A selection of roughly 150 of these paintings forms the backbone of “On Kawara—Silence,” the artist’s first comprehensive retrospective. Organized by Guggenheim senior curator Jeffrey Weiss, with assistant curator Anne Wheeler, the exhibition also showcases several additional serial projects in which postcards, telegrams, maps and journals serve as records of self-observation. Together, the works reveal Kawara as a consummate artist of everyday life. Yet his concerns extended beyond the scope of his own quotidian dealings. This much is indicated by One Million Years (1970-98), a series of volumes whose pages list years stretching as far back in time as 998,031 BCE and as far into the future as 1,001,992 CE. Dedicated to “all those who have lived and died” and to “the last one,” the work has been recited live and circulated in audio recordings since 1993, when the artist invited readers to perform it in an exhibition at the Dia Center for the Arts in New York. Over the course of the Guggenheim show’s run, volunteers will recite the work three days a week, the performance audible as one approaches the museum on Fifth Avenue.
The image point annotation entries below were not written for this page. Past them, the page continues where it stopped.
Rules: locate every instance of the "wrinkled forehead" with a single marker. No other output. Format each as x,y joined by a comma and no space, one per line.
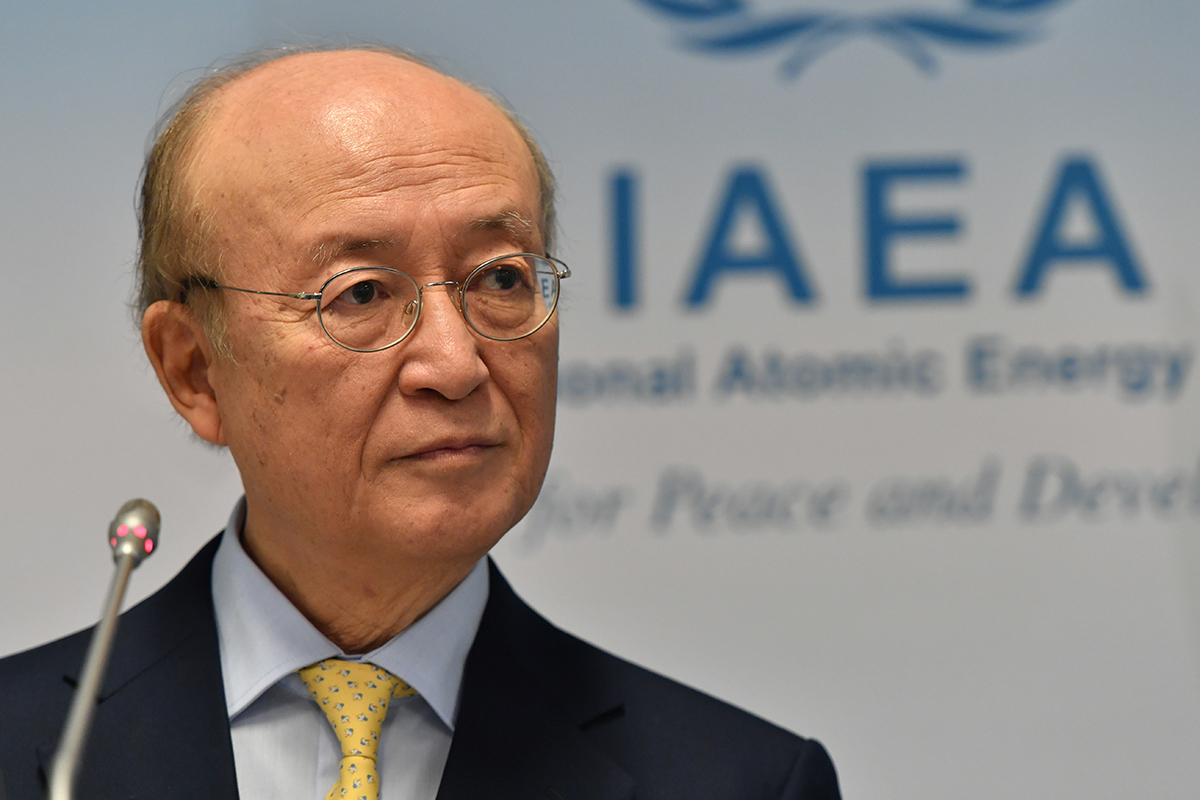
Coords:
347,115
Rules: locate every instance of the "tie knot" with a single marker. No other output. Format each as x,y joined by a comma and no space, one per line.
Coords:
354,697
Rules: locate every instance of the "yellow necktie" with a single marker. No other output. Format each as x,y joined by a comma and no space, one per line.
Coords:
354,697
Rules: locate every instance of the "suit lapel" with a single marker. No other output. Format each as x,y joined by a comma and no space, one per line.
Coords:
511,738
161,728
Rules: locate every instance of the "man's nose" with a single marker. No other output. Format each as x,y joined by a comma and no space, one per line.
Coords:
442,354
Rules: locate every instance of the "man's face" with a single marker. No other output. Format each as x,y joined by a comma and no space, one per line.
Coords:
429,450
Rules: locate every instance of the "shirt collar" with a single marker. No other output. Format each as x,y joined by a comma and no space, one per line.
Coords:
264,638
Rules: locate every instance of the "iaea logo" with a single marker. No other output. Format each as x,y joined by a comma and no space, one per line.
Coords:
733,26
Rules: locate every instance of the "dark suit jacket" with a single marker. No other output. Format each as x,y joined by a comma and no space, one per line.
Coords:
543,716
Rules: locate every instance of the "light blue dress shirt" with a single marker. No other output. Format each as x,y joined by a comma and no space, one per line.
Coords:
282,744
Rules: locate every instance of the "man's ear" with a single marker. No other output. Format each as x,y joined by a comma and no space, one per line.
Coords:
181,355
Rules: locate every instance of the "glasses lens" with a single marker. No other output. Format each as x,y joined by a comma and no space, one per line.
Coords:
510,296
369,308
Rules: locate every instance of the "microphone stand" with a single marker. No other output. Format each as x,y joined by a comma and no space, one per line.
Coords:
132,536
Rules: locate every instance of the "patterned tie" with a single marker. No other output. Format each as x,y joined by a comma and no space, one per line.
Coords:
354,697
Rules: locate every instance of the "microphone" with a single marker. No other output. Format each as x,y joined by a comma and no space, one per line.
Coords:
132,535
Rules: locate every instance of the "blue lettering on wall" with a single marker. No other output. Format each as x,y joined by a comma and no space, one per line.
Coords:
1079,181
623,193
883,227
749,194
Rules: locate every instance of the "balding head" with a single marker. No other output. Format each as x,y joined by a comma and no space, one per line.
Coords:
180,240
294,193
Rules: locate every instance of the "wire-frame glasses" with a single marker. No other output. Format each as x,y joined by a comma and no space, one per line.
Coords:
371,308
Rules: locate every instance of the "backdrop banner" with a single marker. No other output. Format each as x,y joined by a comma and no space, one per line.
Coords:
879,358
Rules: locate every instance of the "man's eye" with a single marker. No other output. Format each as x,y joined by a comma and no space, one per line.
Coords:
502,278
361,293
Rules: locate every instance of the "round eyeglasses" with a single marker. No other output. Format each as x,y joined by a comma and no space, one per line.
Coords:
371,308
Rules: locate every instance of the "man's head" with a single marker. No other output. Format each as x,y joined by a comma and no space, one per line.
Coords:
300,168
177,241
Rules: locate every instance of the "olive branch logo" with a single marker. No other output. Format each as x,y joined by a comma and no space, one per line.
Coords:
732,26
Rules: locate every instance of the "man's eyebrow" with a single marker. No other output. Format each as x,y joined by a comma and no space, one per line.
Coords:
333,248
513,222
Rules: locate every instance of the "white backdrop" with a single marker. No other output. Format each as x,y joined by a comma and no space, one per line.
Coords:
948,528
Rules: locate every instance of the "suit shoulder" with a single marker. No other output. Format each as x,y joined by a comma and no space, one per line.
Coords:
670,734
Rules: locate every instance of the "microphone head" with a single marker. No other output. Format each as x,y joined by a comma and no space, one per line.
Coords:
135,530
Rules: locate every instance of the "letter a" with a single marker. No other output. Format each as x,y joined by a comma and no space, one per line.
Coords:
748,193
1079,179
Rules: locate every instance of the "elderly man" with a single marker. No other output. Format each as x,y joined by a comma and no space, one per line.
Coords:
346,281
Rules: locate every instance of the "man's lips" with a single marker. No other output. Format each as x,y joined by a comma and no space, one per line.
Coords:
451,446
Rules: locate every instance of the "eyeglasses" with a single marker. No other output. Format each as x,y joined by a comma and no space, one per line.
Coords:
371,308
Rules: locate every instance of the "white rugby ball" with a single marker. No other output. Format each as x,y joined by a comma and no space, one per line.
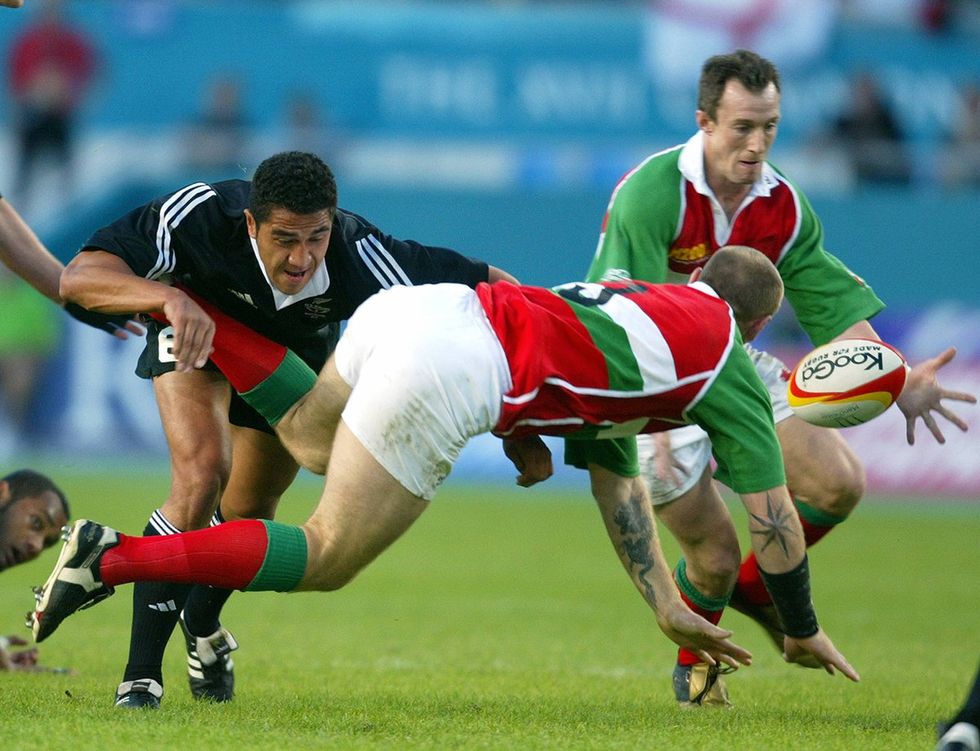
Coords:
846,382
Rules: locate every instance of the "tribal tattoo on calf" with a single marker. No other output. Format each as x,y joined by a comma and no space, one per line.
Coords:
636,530
775,526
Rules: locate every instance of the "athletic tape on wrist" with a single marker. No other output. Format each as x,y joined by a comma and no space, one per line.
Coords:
790,594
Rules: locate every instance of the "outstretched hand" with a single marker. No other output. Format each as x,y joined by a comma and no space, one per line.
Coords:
923,395
817,650
532,458
711,643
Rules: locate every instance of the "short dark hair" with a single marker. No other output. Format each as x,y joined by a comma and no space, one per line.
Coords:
753,71
746,279
294,180
26,483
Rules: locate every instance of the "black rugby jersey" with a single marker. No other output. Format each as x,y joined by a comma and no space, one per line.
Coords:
198,236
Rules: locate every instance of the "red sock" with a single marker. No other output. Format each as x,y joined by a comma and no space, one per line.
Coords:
686,656
750,586
228,555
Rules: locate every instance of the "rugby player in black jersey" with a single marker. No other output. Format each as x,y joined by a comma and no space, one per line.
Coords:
279,255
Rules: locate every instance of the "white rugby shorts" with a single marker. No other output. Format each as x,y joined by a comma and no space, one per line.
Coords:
690,445
427,373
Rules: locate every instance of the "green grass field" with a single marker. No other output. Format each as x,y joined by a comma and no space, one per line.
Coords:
503,620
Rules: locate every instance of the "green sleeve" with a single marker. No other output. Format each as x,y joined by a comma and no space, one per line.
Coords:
640,223
736,413
615,454
825,295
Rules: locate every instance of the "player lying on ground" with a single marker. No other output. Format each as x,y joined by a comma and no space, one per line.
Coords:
421,370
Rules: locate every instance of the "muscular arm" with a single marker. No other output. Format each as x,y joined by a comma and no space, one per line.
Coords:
629,521
103,282
923,393
23,253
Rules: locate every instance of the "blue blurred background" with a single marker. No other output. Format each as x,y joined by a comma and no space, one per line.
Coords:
500,129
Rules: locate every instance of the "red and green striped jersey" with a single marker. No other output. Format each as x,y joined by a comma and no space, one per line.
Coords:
601,361
663,221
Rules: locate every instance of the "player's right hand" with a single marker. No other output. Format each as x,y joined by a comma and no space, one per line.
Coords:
818,647
193,331
711,643
531,457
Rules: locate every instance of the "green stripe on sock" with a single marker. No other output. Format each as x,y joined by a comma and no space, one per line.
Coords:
693,594
817,517
276,394
285,559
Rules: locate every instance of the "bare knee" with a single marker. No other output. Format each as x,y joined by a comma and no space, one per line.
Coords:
713,570
328,567
196,485
838,488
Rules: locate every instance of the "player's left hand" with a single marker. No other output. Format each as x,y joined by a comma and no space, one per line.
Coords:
818,647
711,643
119,326
923,395
532,458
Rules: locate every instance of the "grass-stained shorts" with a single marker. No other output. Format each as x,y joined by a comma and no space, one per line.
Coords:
690,445
427,374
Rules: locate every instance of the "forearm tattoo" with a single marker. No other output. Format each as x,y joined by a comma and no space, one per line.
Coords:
775,526
636,530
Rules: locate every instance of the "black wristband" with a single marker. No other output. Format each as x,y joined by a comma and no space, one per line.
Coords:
791,595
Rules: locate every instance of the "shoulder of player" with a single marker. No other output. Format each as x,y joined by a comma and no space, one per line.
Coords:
657,175
784,183
204,202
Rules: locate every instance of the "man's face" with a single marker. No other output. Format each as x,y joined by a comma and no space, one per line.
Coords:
737,141
28,525
291,246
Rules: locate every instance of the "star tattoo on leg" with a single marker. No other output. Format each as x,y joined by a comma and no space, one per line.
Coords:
775,526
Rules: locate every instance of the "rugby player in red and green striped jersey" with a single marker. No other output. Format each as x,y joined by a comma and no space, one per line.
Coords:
421,370
666,218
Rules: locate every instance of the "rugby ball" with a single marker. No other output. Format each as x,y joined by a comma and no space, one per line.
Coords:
846,382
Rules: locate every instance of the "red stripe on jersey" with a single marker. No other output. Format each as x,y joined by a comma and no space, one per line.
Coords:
766,224
553,358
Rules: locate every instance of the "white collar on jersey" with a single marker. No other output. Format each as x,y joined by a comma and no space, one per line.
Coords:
319,284
706,288
691,165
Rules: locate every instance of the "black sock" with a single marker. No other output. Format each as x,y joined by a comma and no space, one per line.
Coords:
202,611
156,607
The irony that one’s first encounter with “On Kawara—Silence” may well be auditory serves to highlight the ambiguities of the show’s title. Many viewers will associate “Silence” with Kawara’s well-known refusal to give interviews or otherwise convey any more about himself than the mundane details he incorporated into his art. For some, the word may also evoke the quiet or meditative quality of his practice. But silence, as philosopher Franz Rosenzweig observed, reflecting on the doomed protagonists of Greek drama, may also be a form of defiance in the face of tragedy—a thing of which there was no shortage in Kawara’s lifetime.
The Japanese-born artist was 12 years old when the U.S. dropped atomic bombs on Hiroshima and Nagasaki. His early depictions of dismembered bodies in tiled bathrooms were exhibited alongside works by the social realists who thrived in postwar Japan. The most obvious precursor to the “Today” series is a magenta triptych (displayed near the start of the exhibition) whose panels read, “ONE THING,” “1965” and “VIET-NAM”—a not-so-quiet allusion to the then-escalating Vietnamese conflict. Although the show’s wall texts are themselves largely silent on the question of sociopolitical content in the work, Kawara’s newspaper-clipping-lined boxes have been included alongside the date paintings, and the frequency with which the articles allude to war, death and strife is difficult to ignore. If we’ve been reading diligently, by the time we make it to works like “I Am Still Alive” (a series of telegrams, spanning 1970 to 2000, informing friends and colleagues of the artist’s continued existence) and “I Got Up” (a series of postcards from 1968 to 1979 announcing the time he awoke each morning), the everyday accomplishments alluded to seem less trivial than they otherwise might.
Amid the atrocities of his era, Kawara seems to suggest, each small step by one man is a giant leap for mankind. True, some steps are especially momentous, as is attested to by three 61-by-89-inch gray canvases—the largest works on view—painted during the Apollo moon mission in 1969. But the basic acts of waking, working, navigating a city (as in the series of annotated maps “I Went,” 1968-1979), or spending time with friends are no less things to be treasured—or, in Kawara’s case, documented.
The reams of pages comprising the series “I Met” (1968-79), which lists in chronological order the people Kawara encountered on a given day, reflect a social life that belies the asceticism sometimes attributed to him. On side-by-side pages corresponding to two consecutive days in October 1970, the final four names on the first page—Hiroko Hiraoka, Seth Siegelaub, Lucy Lippard and Daniel Buren—are the same that begin the next. One likes to imagine that the party stretched into the night.